Unfortunately, in many organisations, this activity most often goes completely unnoticed. How did we get into this situation? Why do detection and response take so long? How can we address the issue?
Although there may be several potential explanations for why we find ourselves in the current situation, I suspect that an inadequate signal-to-noise ratio may be the biggest culprit. Boiled to its essence, the efficiency and effectiveness of a security operations program is directly correlated to the quality of its work queue.

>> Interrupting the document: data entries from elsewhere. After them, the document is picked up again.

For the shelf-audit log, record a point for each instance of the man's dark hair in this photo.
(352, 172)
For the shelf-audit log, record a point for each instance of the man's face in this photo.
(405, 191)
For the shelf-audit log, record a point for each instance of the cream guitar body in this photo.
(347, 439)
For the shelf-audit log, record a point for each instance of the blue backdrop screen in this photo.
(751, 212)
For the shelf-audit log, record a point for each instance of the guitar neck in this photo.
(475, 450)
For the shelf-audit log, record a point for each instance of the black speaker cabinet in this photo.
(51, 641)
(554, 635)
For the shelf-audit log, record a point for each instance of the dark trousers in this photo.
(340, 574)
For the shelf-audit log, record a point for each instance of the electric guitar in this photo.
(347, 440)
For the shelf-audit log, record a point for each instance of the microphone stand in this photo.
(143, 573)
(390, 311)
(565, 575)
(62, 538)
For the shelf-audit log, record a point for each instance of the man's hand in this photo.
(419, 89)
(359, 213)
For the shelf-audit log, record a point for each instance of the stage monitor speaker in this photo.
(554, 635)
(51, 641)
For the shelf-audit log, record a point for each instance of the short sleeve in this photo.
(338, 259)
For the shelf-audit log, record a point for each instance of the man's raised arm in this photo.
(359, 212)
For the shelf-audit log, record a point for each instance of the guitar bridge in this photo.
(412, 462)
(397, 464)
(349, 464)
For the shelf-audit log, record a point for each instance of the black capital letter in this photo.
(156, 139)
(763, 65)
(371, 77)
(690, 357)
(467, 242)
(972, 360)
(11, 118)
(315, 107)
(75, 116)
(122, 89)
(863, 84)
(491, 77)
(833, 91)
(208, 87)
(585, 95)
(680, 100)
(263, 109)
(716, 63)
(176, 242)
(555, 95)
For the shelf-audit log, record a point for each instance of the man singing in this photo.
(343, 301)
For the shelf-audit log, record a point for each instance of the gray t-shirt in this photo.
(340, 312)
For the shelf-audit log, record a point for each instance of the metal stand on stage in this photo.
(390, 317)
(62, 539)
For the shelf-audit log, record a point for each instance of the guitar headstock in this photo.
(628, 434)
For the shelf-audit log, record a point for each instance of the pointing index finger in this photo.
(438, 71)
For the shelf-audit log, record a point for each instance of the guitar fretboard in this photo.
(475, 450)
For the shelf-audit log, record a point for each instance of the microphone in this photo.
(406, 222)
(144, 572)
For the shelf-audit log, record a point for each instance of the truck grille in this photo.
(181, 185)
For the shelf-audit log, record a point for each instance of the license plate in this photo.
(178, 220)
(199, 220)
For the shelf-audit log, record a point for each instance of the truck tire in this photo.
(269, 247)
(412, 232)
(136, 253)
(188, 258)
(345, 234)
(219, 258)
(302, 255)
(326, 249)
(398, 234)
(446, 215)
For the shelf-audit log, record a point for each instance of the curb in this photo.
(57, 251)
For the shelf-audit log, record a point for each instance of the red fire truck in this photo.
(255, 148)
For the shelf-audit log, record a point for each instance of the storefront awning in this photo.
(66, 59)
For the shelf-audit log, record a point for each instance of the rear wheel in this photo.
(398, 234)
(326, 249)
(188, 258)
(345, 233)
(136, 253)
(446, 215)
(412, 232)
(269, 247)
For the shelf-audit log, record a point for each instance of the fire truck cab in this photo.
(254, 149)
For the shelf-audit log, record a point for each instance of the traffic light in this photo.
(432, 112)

In most organisations, that work queue is populated by alerts. There is nothing wrong with alerts per se, provided they are approached strategically, are of high fidelity, are reasonable in volume, and are contextually aware. Unfortunately, for a number of reasons, most alerts arise without proper strategic alignment, are quite noisy (low fidelity), are excessive in volume, and are not enriched with the proper context. This quickly deluges the organisation’s work queue with noise, making it extremely difficult, if not impossible to identify the signal.
This inadequate signal-to-noise ratio can have disastrous consequences, as we are reminded each time a breach hits the news. A low signal-to-noise ratio essentially creates two critical issues. First, the volume of noise buries and obscures the signal, preventing organisations from paying proper attention to the most important alerts. This is essentially what impedes detection. If I am looking at an enormous queue of alerts, how do I know which alerts I can safely ignore, versus which alerts will land me in the press in six months?
Second, the lack of context around each alert creates the need to manually enrich the alert with adequate context to reach a conclusion as to its nature. Unfortunately, this often necessitates first and foremost tracking down the data required to add the proper context. In many cases, this can be a time consuming process, and can sometimes result in the realisation that the required data was never properly recorded and retained. This obviously impedes response, resulting in the difficult situation we find ourselves in today.
Fortunately, there are steps organisations can take to improve their signal-to-noise ratio and reduce their detection and response times. Although the length of this piece does not permit an in-depth exploration of these steps, I will mention two important points here. F
irst, organisations can take a more strategic approach to developing content and logic to drive alerting. Risks to the organisation should be enumerated on a continual basis and further broken down into attainable goals and priorities. Precise, targeted, incisive logic that identifies activity or behavior matching those should be used to produce high fidelity, contextually aware alerts for the work queue.
Second, gap analysis should be performed continually to identify gaps in visibility. It’s important to consider that this involves not only collection, but also analysis. The most efficient, least voluminous set of data that ensures the required visibility should be collected. Less is more – both in ensuring adequate retention windows, as well as in query performance.
The state of security operations today is not great. A deluge of noise and a lack of context overwhelm most organisations so much so that they wind up with unacceptably long times to detection and response.
On the bright side, approaching security operations more strategically can help raise the signal-to-noise ratio and dramatically improve the efficiency and efficacy of an organisation’s security program.